Overview

Small RNA-Seq Data Analysis for exRNA Profiling Using the exceRpt Small RNA-seq Pipeline

Version Updates

Current version: v4.6.2 (as of 10/12/2016)

The newest version of exceRpt is 4.6.2, which contains many updates compared to the previous, 3rd generation version on Genboree (3.3.0).
We currently still give users the option to run jobs using 3rd gen. exceRpt.
Note that some images below may have slightly outdated version numbers, but the content of the images remains otherwise accurate.

To read more about recent updates to exceRpt, view the Version Updates.

Preliminary Steps for Setting Up Any Analysis in the Genboree Workbench

Create a Group for Your Analysis

FAQ

What is a Group? A "Group" contains Databases and Projects and controls access to all content within.
You control access to your Group(s), and who is a member of your group. You can also belong to multiple Groups (i.e. collaborators).

This step is optional. You can also use your default/existing group.
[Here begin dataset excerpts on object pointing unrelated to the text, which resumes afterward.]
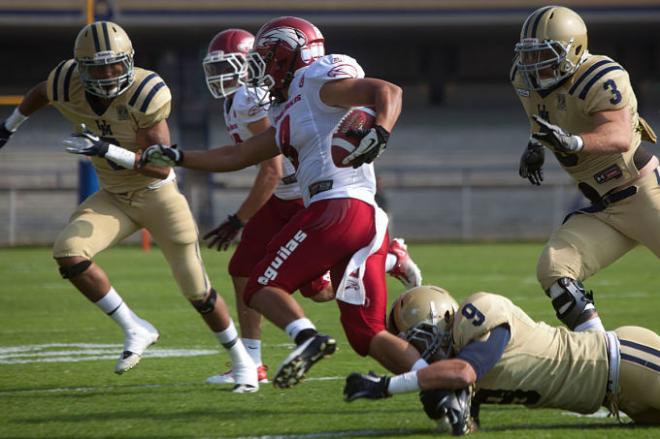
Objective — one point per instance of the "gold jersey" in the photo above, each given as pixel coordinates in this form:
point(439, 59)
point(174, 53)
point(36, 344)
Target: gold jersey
point(542, 366)
point(599, 84)
point(146, 102)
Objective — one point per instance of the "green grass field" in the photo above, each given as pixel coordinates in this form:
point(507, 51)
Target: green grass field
point(48, 329)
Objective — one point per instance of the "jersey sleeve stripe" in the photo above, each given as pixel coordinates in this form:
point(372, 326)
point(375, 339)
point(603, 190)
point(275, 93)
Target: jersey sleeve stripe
point(67, 81)
point(640, 347)
point(587, 73)
point(106, 37)
point(95, 35)
point(151, 95)
point(538, 19)
point(143, 84)
point(597, 76)
point(640, 361)
point(56, 79)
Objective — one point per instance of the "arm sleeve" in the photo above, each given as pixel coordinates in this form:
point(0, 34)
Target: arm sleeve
point(482, 355)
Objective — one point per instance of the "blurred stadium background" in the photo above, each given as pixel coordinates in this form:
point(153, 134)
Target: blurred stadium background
point(450, 171)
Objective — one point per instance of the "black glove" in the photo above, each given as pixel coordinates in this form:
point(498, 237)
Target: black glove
point(531, 162)
point(373, 143)
point(371, 386)
point(450, 405)
point(556, 137)
point(5, 134)
point(225, 233)
point(86, 143)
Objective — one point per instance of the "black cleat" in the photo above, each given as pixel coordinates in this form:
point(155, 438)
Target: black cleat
point(294, 367)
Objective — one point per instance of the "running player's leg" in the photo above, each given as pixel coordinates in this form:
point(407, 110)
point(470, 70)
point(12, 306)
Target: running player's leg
point(581, 247)
point(99, 223)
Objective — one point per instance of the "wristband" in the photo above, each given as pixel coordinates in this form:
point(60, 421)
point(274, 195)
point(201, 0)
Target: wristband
point(120, 156)
point(15, 120)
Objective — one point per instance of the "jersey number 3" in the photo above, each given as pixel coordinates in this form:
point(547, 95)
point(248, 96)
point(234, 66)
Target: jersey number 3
point(616, 94)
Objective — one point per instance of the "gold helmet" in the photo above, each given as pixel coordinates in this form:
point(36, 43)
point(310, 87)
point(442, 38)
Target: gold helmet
point(98, 45)
point(423, 316)
point(553, 43)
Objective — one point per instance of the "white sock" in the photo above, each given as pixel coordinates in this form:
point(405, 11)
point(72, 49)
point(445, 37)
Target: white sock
point(294, 328)
point(590, 325)
point(404, 383)
point(113, 305)
point(253, 346)
point(390, 262)
point(419, 364)
point(229, 339)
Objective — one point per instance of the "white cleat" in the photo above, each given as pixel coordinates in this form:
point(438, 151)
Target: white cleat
point(228, 377)
point(405, 268)
point(137, 340)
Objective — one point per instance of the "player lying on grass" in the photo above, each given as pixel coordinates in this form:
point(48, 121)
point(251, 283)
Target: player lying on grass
point(490, 345)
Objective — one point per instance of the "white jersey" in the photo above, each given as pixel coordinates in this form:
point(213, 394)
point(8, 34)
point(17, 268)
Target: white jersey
point(305, 126)
point(241, 109)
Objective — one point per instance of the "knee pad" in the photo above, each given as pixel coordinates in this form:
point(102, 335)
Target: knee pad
point(207, 305)
point(571, 302)
point(71, 271)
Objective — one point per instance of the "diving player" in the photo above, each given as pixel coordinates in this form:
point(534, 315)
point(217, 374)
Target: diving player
point(124, 109)
point(583, 108)
point(491, 344)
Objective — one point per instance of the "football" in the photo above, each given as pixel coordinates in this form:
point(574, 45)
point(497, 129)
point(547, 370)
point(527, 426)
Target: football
point(346, 138)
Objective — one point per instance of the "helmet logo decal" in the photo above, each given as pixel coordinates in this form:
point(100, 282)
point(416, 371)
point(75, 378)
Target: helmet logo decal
point(288, 35)
point(245, 45)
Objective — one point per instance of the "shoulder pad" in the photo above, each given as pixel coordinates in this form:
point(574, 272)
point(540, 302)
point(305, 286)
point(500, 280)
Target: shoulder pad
point(59, 81)
point(149, 93)
point(245, 103)
point(592, 74)
point(332, 67)
point(478, 315)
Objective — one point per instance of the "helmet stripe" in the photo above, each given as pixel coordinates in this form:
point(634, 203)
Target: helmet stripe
point(136, 95)
point(106, 36)
point(56, 79)
point(67, 80)
point(589, 71)
point(597, 76)
point(538, 18)
point(151, 95)
point(95, 35)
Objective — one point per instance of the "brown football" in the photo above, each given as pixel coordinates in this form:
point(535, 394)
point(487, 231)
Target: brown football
point(359, 119)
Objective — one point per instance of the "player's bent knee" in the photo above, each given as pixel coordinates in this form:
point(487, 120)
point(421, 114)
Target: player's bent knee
point(206, 305)
point(572, 304)
point(76, 269)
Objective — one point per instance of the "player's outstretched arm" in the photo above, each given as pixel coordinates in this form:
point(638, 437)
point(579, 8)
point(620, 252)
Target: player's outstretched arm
point(223, 159)
point(34, 100)
point(386, 99)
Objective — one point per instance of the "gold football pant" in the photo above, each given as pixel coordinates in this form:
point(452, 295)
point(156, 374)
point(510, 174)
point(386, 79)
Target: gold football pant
point(105, 218)
point(639, 376)
point(589, 242)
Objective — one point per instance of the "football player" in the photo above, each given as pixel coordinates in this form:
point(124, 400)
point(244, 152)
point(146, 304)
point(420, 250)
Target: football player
point(582, 107)
point(491, 344)
point(341, 229)
point(124, 109)
point(275, 195)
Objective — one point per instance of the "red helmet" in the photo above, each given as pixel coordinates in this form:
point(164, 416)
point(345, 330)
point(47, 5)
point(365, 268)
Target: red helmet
point(282, 46)
point(225, 64)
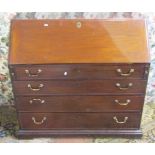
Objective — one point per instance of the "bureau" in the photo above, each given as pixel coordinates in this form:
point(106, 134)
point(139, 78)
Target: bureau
point(79, 77)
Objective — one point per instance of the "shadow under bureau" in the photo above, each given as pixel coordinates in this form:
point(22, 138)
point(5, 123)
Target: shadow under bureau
point(79, 77)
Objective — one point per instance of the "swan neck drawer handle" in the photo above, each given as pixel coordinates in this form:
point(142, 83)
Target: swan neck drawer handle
point(78, 24)
point(32, 74)
point(124, 88)
point(35, 99)
point(38, 122)
point(123, 103)
point(35, 89)
point(120, 122)
point(125, 74)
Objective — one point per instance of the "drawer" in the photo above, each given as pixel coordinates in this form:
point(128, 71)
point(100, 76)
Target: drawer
point(86, 71)
point(79, 120)
point(79, 103)
point(83, 87)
Create a Database for Your Analysis

FAQ

What is a Database? A "Database" contains Tracks, Lists, Sample Sets, Samples, and Files.
Each Database can be associated with a reference genome.

This step is required.
You can leave "Species" and "Version" blank, as those fields are not used by exceRpt.
You can also leave "Reference Sequence" as "** User Will Upload **" - exceRpt uses its own reference files, so it doesn't need to consult your Database's reference sequence.
You will receive a warning message when creating your Database - just ignore this warning and proceed.

Upload your Data File(s)

FAQ

What types of files can be uploaded? The exceRpt Small RNA-Seq Pipeline accepts archives containing one or more single-end FASTQ/SRA file(s) as input.
Your input files for the job MUST be compressed or else the tool will reject your job.
Each submitted archive can contain multiple FASTQ/SRA files,
and within those archives, each FASTQ/SRA can also be compressed.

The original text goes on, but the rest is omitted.